Prediction of drug-target interactions and drug repositioning via network-based inference - PubMed
Prediction of drug-target interactions and drug repositioning via network-based inference
Feixiong Cheng et al. PLoS Comput Biol. 2012.
Abstract
Drug-target interaction (DTI) is the basis of drug discovery and design. It is time consuming and costly to determine DTI experimentally. Hence, it is necessary to develop computational methods for the prediction of potential DTI. Based on complex network theory, three supervised inference methods were developed here to predict DTI and used for drug repositioning, namely drug-based similarity inference (DBSI), target-based similarity inference (TBSI) and network-based inference (NBI). Among them, NBI performed best on four benchmark data sets. Then a drug-target network was created with NBI based on 12,483 FDA-approved and experimental drug-target binary links, and some new DTIs were further predicted. In vitro assays confirmed that five old drugs, namely montelukast, diclofenac, simvastatin, ketoconazole, and itraconazole, showed polypharmacological features on estrogen receptors or dipeptidyl peptidase-IV with half maximal inhibitory or effective concentration ranged from 0.2 to 10 µM. Moreover, simvastatin and ketoconazole showed potent antiproliferative activities on human MDA-MB-231 breast cancer cell line in MTT assays. The results indicated that these methods could be powerful tools in prediction of DTIs and drug repositioning.
Conflict of interest statement
The authors have declared that no competing interests exist.
Figures

The entire workflow includes five steps: (i) collection of known drug-target interaction data and construction of bipartite drug-target graphs; (ii) calculation of drug-drug two dimensional structural similarity (SC), target-target genomic sequence similarity (Sg) and drug-target topology network similarity; (iii) application of new methods in prediction of new drugs for a given target (pink square) or new targets for a given drug (pink circle); (iv) validation of new drug-target interactions by experimental assays (D); (v) visualization of experimental results using drug-target-disease associations network analysis (E). In A–C, given drug node (pink circle) denotes the drug which we want to predict new target for, given target node (pink square) denotes the target which we want to predict new drug for, drug with resource (green circle) denotes that this drug have resource, target with resource (green square) denotes that this target have resource, the more resource a node possesses, the darker the color is, blue edges denote the drug-target interactions with known experimental evidence, black arrows denote the resource diffusion direction. In E, green circle: drug node, red square: on-target node, blue square: off-target node, yellow square: new off-target node, violet square: disease node.
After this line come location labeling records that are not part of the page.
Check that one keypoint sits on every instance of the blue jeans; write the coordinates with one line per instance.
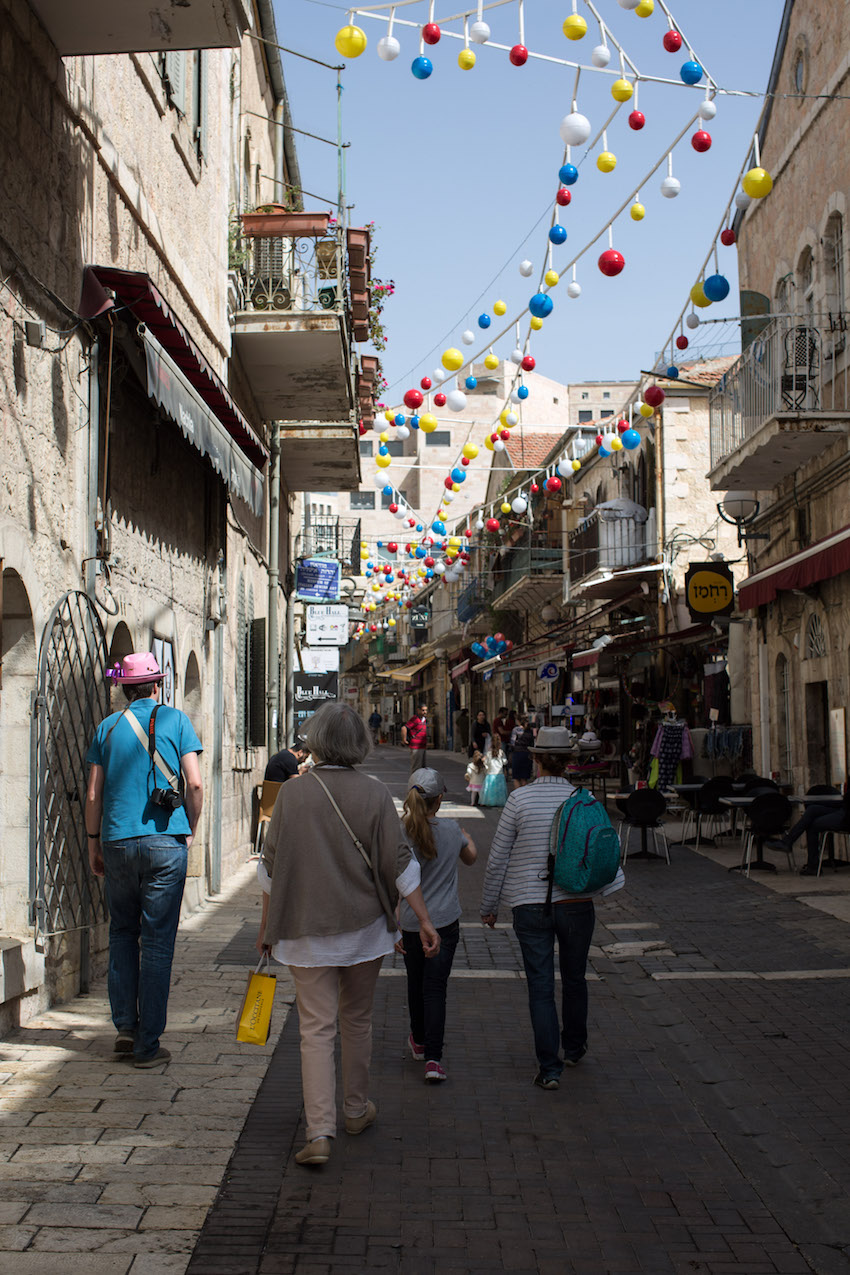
(427, 984)
(537, 927)
(144, 888)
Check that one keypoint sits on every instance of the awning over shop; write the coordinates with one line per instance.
(820, 561)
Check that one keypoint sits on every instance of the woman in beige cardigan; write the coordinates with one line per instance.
(330, 917)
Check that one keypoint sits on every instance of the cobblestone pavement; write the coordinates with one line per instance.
(705, 1132)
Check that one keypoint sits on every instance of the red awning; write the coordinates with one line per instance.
(821, 561)
(136, 291)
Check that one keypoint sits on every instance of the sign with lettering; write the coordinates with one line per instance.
(709, 590)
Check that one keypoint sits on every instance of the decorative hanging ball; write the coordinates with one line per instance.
(540, 305)
(716, 287)
(575, 130)
(388, 49)
(757, 182)
(611, 262)
(351, 41)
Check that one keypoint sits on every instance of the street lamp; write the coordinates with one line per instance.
(741, 510)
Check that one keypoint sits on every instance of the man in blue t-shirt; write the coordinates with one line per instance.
(142, 808)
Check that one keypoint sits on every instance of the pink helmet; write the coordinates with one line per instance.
(138, 667)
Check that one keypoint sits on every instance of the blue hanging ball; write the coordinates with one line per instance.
(540, 304)
(716, 287)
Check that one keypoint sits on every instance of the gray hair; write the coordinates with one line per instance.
(337, 736)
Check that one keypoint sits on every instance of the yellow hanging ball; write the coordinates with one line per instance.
(575, 27)
(351, 41)
(757, 182)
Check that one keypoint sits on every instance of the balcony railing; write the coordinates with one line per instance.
(603, 545)
(795, 365)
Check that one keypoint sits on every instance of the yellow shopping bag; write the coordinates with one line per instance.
(255, 1016)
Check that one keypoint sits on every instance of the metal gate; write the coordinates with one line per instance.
(73, 699)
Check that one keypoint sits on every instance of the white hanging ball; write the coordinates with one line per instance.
(388, 49)
(575, 129)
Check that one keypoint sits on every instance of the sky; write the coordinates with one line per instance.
(459, 174)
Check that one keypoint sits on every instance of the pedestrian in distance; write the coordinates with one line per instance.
(329, 898)
(439, 844)
(414, 736)
(143, 803)
(518, 874)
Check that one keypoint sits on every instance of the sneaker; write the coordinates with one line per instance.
(357, 1123)
(162, 1055)
(416, 1049)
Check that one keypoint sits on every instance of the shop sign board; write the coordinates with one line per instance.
(709, 590)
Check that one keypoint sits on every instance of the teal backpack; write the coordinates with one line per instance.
(584, 848)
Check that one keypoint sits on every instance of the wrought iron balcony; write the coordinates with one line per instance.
(781, 403)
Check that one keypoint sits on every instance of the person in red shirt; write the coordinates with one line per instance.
(414, 735)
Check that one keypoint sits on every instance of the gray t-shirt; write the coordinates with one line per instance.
(439, 876)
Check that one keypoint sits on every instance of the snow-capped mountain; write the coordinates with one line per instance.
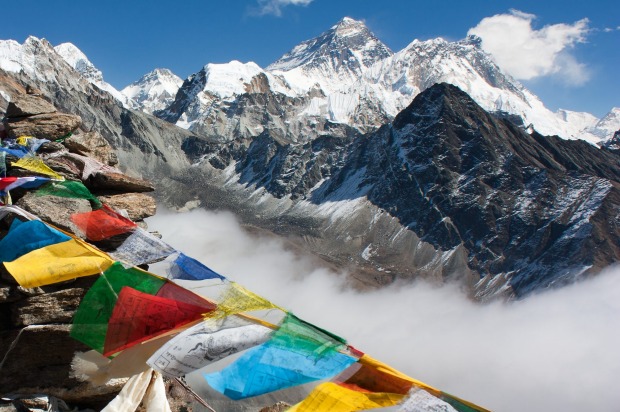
(155, 90)
(80, 62)
(605, 127)
(338, 57)
(445, 190)
(347, 76)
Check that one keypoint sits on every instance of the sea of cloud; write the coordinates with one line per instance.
(555, 351)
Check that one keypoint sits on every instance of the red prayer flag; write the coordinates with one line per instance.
(139, 316)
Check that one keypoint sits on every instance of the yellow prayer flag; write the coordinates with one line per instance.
(332, 397)
(57, 263)
(237, 299)
(35, 164)
(382, 367)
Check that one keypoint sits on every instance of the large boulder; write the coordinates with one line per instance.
(55, 209)
(138, 205)
(44, 126)
(92, 144)
(119, 182)
(26, 105)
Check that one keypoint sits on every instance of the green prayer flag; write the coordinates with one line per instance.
(90, 323)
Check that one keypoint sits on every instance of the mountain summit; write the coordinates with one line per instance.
(349, 47)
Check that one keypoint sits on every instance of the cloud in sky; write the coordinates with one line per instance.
(275, 6)
(553, 351)
(527, 53)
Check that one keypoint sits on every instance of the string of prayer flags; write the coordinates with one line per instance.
(30, 182)
(69, 189)
(102, 224)
(25, 237)
(140, 316)
(92, 366)
(390, 376)
(90, 322)
(35, 164)
(142, 247)
(421, 401)
(237, 299)
(332, 397)
(57, 263)
(112, 315)
(187, 268)
(297, 353)
(147, 388)
(205, 343)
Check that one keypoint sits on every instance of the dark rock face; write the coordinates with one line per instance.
(44, 126)
(529, 206)
(29, 105)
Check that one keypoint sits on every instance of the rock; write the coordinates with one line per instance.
(45, 126)
(40, 362)
(93, 145)
(54, 209)
(138, 205)
(120, 182)
(68, 167)
(28, 105)
(51, 147)
(55, 307)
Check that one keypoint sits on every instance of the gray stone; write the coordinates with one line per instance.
(55, 307)
(40, 362)
(55, 210)
(120, 182)
(138, 205)
(28, 105)
(92, 144)
(44, 126)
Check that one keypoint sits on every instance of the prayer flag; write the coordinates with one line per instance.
(331, 397)
(297, 353)
(207, 342)
(24, 237)
(90, 322)
(187, 268)
(141, 247)
(57, 263)
(139, 316)
(69, 189)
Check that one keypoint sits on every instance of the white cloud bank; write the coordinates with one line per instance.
(526, 53)
(275, 6)
(557, 351)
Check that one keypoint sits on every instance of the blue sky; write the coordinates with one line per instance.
(126, 39)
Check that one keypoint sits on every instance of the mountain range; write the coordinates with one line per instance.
(428, 162)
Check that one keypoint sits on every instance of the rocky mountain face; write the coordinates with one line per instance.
(462, 191)
(347, 76)
(154, 91)
(445, 191)
(35, 322)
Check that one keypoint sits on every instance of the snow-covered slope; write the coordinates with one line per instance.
(80, 62)
(348, 76)
(155, 90)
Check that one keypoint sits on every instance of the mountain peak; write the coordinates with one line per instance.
(348, 45)
(78, 60)
(348, 26)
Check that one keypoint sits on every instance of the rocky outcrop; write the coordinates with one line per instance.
(35, 347)
(30, 115)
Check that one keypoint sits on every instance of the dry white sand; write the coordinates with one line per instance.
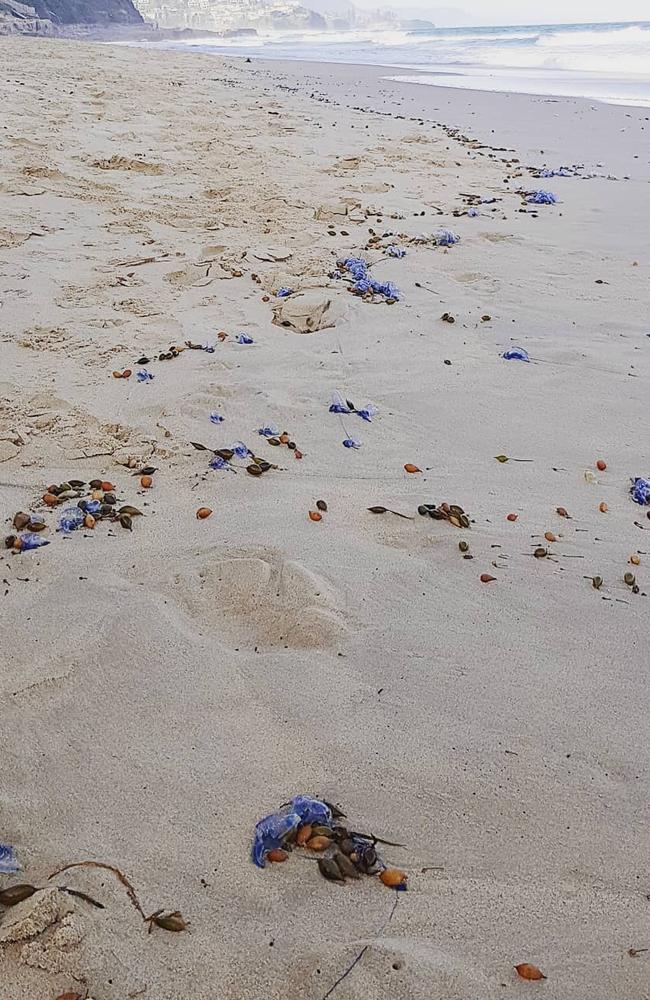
(163, 689)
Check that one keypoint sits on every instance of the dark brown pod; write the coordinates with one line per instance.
(16, 894)
(170, 922)
(330, 870)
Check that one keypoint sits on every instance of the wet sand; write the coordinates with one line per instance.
(164, 688)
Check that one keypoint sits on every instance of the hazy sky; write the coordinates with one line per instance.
(520, 11)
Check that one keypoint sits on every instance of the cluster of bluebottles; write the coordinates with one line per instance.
(343, 406)
(365, 285)
(640, 490)
(541, 198)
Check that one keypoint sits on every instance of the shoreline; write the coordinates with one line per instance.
(167, 686)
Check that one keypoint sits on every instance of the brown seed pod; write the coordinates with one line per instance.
(304, 834)
(14, 894)
(277, 855)
(393, 877)
(319, 843)
(170, 921)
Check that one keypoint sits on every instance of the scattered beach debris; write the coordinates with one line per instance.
(445, 512)
(516, 354)
(527, 971)
(341, 405)
(96, 501)
(314, 826)
(169, 920)
(306, 312)
(445, 238)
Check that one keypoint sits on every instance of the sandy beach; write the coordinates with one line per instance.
(164, 687)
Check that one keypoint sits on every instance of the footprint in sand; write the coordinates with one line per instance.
(124, 163)
(273, 601)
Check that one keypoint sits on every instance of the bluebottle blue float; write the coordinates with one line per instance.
(271, 831)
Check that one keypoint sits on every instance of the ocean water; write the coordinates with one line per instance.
(608, 62)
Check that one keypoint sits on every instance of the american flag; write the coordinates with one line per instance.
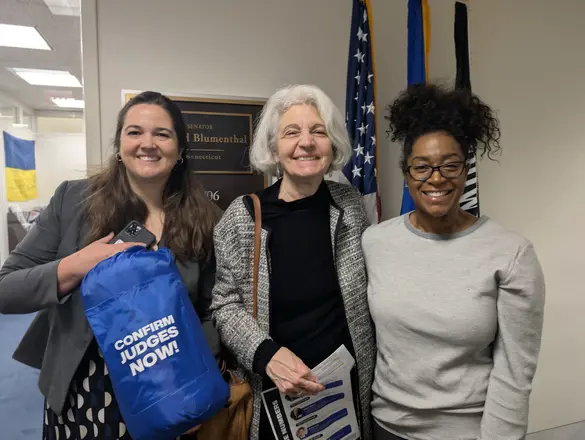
(360, 108)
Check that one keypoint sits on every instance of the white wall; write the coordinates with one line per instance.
(527, 61)
(59, 157)
(228, 47)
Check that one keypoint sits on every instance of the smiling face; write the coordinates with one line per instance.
(303, 148)
(148, 143)
(436, 196)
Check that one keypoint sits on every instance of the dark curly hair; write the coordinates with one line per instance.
(427, 108)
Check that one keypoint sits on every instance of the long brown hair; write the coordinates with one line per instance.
(189, 215)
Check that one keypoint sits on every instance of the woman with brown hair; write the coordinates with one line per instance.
(147, 180)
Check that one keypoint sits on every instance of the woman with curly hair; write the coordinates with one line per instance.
(457, 301)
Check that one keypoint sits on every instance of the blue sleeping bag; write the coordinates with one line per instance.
(165, 378)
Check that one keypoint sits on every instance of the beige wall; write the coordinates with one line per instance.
(229, 47)
(531, 68)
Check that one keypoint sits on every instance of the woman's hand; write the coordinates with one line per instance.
(290, 374)
(73, 268)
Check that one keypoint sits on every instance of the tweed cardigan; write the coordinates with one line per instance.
(232, 303)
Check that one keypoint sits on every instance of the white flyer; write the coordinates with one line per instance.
(329, 415)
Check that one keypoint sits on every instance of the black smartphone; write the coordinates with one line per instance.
(134, 232)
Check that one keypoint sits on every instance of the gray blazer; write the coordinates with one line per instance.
(58, 337)
(233, 300)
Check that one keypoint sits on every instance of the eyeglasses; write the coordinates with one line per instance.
(450, 170)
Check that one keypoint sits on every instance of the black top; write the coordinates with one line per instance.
(307, 314)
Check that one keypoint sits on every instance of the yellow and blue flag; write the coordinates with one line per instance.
(419, 37)
(21, 174)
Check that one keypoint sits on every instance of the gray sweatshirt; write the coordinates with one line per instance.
(458, 322)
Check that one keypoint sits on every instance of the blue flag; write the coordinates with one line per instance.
(418, 47)
(360, 108)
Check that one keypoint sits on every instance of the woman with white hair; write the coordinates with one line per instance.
(311, 296)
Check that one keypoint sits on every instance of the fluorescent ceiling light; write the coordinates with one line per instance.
(39, 77)
(68, 102)
(64, 7)
(23, 37)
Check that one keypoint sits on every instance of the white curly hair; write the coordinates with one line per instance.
(263, 150)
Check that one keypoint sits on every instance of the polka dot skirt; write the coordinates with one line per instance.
(91, 411)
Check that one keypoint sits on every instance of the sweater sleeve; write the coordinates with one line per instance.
(520, 308)
(236, 326)
(28, 279)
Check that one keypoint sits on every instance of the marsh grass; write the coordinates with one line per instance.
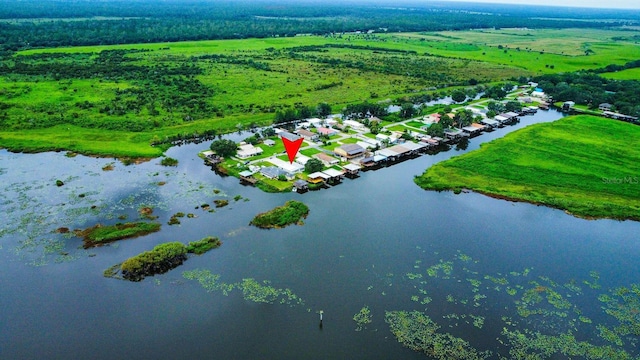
(583, 164)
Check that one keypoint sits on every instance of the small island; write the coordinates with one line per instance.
(292, 212)
(99, 234)
(160, 259)
(582, 164)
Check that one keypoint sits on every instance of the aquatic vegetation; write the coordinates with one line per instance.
(168, 161)
(538, 318)
(221, 203)
(202, 246)
(362, 318)
(100, 234)
(290, 213)
(418, 332)
(251, 289)
(161, 259)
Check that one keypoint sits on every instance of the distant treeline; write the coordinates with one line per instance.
(593, 90)
(51, 23)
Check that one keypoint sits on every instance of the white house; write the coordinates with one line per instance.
(248, 150)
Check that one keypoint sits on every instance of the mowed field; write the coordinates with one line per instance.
(534, 49)
(191, 87)
(583, 164)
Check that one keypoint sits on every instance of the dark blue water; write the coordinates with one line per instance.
(355, 249)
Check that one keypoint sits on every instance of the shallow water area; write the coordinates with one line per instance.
(364, 243)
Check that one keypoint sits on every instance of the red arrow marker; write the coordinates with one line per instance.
(292, 147)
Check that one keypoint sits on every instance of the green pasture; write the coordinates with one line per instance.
(583, 164)
(628, 74)
(257, 77)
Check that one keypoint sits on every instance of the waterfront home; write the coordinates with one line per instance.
(472, 130)
(568, 105)
(604, 107)
(315, 122)
(308, 135)
(247, 177)
(618, 116)
(287, 135)
(354, 125)
(248, 150)
(352, 169)
(318, 177)
(273, 172)
(300, 185)
(490, 123)
(327, 131)
(301, 159)
(349, 151)
(432, 118)
(335, 176)
(292, 168)
(453, 133)
(326, 159)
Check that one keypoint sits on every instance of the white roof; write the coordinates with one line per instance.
(286, 166)
(318, 174)
(333, 172)
(352, 123)
(386, 153)
(365, 145)
(302, 159)
(411, 145)
(352, 167)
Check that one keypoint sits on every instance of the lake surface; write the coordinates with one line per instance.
(363, 244)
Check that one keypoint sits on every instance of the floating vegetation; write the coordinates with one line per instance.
(160, 259)
(168, 161)
(202, 246)
(221, 203)
(100, 234)
(252, 290)
(291, 212)
(418, 332)
(362, 318)
(537, 316)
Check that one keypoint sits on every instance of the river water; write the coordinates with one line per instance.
(361, 245)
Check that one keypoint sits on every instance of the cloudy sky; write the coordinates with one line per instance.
(628, 4)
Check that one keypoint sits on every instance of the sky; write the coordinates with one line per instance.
(610, 4)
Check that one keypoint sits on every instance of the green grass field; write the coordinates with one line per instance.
(242, 82)
(583, 164)
(628, 74)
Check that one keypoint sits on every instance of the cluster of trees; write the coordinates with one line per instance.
(151, 21)
(224, 147)
(290, 213)
(160, 259)
(592, 90)
(364, 110)
(300, 112)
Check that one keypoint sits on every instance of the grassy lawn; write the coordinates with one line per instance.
(628, 74)
(310, 152)
(416, 124)
(41, 109)
(582, 164)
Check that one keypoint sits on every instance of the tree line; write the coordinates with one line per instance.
(45, 23)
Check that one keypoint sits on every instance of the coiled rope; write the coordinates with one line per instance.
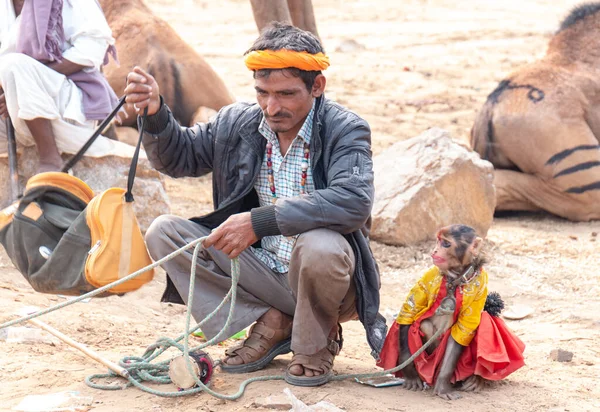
(140, 369)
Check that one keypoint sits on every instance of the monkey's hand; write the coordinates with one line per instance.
(445, 390)
(412, 380)
(473, 383)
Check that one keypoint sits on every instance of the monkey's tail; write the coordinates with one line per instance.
(494, 304)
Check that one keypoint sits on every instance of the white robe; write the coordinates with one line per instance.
(33, 90)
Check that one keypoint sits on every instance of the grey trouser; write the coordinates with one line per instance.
(318, 291)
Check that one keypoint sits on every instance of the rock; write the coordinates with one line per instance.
(559, 355)
(428, 182)
(278, 402)
(100, 174)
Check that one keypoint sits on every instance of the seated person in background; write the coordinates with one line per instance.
(475, 346)
(50, 82)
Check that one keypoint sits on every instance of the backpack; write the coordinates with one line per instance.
(65, 240)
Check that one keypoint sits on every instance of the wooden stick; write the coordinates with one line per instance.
(87, 351)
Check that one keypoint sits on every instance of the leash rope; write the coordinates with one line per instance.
(139, 369)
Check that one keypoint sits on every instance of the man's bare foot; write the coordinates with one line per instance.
(266, 335)
(413, 384)
(313, 370)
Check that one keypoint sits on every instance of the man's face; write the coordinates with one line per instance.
(284, 100)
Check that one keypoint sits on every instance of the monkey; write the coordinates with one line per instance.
(475, 345)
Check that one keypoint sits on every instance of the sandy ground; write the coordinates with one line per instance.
(423, 63)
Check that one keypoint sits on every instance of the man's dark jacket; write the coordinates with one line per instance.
(232, 148)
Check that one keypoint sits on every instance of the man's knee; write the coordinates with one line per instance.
(323, 250)
(12, 63)
(167, 232)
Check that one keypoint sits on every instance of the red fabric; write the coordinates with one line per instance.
(494, 353)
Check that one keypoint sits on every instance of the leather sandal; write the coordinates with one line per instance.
(322, 361)
(258, 350)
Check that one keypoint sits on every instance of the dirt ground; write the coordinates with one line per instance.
(422, 64)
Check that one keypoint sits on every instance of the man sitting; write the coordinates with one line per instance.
(50, 84)
(293, 191)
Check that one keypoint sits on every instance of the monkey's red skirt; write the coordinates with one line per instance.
(494, 353)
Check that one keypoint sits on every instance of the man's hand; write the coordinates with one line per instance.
(3, 108)
(233, 236)
(142, 91)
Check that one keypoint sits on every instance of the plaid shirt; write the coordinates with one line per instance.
(276, 251)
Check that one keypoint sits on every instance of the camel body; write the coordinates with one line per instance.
(540, 127)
The DT network was generated using known FDA-approved small molecule DT interactions. The size of the drug node is the fraction of the number of targets that the drug linked in DrugBank. The size of the target node is the fraction of the number of drugs that the target linked in DrugBank. Color codes are given in the legend. Drug nodes (circles) are colored according to their Anatomical Therapeutic Chemical Classification. The graph was prepared by Cytoscape (
http://www.cytoscape.org/).

Data shown are the mean for at least triplicate measurements. aOriginal pharmacological target information was extracted from DrugBank (
http://www.DrugBank.ca/). b50% relatively effective concentration is the concentration of the tested chemical showing 50% of agonistic activity of the maximum activity of E2. REC50 provides the estrogenic activity relative to that of E2. cAntiproliferative activities were assayed on human MDA-MB-231 breast cancer cell line by MTT assays. IC50: half maximal inhibitory concentration, EC50: half maximal effective concentration, ER: Estrogen Receptors, DPP-IV: dipeptidyl peptidase-IV.

Dose-response curves for inhibitive activation: montelukast to DPP-IV (A), for transcriptional activation: tamoxifen (Tam) to ERα (black solid line) and ERβ (red dash line) (B), diclofenac to ERα (black solid line) and ERβ (red dash line) (C), simvastatin to ERβ (D), ketoconazole to ERβ (E), itraconazole to ERα (F), itraconazole to ERβ (G). In A–G, error bars were presented as the mean SD (standard deviation) of three duplicate determinations.

Error bars are presented as the SD (standard deviation) of three duplicate determinations.

Grey arrows denote the old drug-target interactions, grey edges denote the old target-disease associations and blue edges denote the known disease-gene associations, which were extracted from DrugBank, Online Mendelian Inheritance in Man (OMIM) Morbid Map and literature reports (The further data were given in Table S7). Red arrows among approved drug nodes (cyan circle) and target nodes (yellow squares) denote the new discovered drug-target interactions in this study. Red dotted edges denote new target-disease associations discovered in this study. Cyan circle: drug node, red square: on-target (Primary targets annotated in DrugBank), grey square: off-target, yellow square: new off-target (new discovered target for a given drug validated in this study), violet square: disease node, green regular hexagon: gene. The graph was prepared by Cytoscape (
http://www.cytoscape.org/).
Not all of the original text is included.